With Internet Protocol Television (IPTV), Cerf explained most people assume broadcast streaming is the way of the future, but he’s not convinced. “I’m still thinking that as we get higher and higher speed access to the Internet that downloading and playing back might turn out to be just as easy and perhaps, more convenient.”

Cerf states, “Instead of being locked into watching something as it is being transmitted – which is what the traditional television model is based on – today, we are able to store videos and play them back, removing that particular binding in the television medium.”

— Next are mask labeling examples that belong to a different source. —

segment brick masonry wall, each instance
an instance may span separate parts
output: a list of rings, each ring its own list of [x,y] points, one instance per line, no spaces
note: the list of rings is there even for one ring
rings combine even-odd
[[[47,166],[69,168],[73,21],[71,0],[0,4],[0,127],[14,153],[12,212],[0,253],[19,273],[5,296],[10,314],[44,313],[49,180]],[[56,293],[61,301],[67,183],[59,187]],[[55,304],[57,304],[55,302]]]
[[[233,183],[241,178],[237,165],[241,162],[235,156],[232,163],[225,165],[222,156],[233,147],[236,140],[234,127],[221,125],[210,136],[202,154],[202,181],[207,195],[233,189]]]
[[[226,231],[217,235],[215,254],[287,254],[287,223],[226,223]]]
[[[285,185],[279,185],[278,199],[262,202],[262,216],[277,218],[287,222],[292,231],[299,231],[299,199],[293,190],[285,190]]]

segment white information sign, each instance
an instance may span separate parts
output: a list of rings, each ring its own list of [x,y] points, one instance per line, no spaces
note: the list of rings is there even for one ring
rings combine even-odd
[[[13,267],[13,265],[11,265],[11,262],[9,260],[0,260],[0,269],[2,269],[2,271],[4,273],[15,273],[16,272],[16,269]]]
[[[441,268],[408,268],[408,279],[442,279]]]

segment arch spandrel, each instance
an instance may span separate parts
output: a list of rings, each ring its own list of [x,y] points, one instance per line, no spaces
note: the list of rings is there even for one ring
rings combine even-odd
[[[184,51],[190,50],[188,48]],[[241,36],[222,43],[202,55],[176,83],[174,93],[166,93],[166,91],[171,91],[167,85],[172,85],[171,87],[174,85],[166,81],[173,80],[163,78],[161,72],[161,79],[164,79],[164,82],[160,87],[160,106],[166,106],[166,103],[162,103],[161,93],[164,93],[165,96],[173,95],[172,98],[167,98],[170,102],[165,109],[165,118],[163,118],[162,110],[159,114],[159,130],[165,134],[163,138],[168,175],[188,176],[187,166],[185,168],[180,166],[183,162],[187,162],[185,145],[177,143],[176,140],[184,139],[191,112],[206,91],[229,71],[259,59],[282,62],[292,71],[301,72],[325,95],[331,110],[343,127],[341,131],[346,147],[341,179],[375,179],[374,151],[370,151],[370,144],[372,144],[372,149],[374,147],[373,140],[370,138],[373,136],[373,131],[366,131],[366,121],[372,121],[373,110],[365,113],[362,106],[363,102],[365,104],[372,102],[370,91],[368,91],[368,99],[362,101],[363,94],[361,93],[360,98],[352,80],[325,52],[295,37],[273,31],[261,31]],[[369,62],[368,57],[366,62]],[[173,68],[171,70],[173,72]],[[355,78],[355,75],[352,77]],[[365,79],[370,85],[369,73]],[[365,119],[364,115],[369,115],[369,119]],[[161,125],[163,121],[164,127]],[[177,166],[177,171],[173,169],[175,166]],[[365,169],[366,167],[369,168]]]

Cerf also talked about his concerns with all the bits of information that are pouring into the Internet. He feels these bits will eventually “become rotten,” in the sense the application that was needed to interpret these bits of information will no longer be available in the far off future. Cerf calls this growing problem “bit rot.”

This was a subject of a previous column I wrote.

When considering the tremendous amount of individual user data being generated onto the Internet – and the assortment of formats used when uploading this content to the Internet – it was reassuring to learn Mr. Cerf also thinks there is a need for a strategy to create the means to read the digital information we are currently storing for future generations to use.

Vinton Cerf says, “Imagine it’s the year 3000 and you’ve just done a Google search and you turn up a 1997 PowerPoint file, and you’re running Windows 3000.” The question is, does it know how to interpret the PowerPoint file? The answer is probably no.”

In order to maintain this information according to Cerf, we need to find ways of preserving application software, operating systems, and even the mirroring of the hardware used so the application knows how to interpret it.

Will people have the technology or equipment capable of reading digitally stored information one-two-or three-hundred years from now?

A thought does come into the mind of this humble columnist.

Today, I am able to walk into my local library, pick out a book that could be well over 100 years old – and immediately begin to read it.

The only “equipment” I require are my bifocals.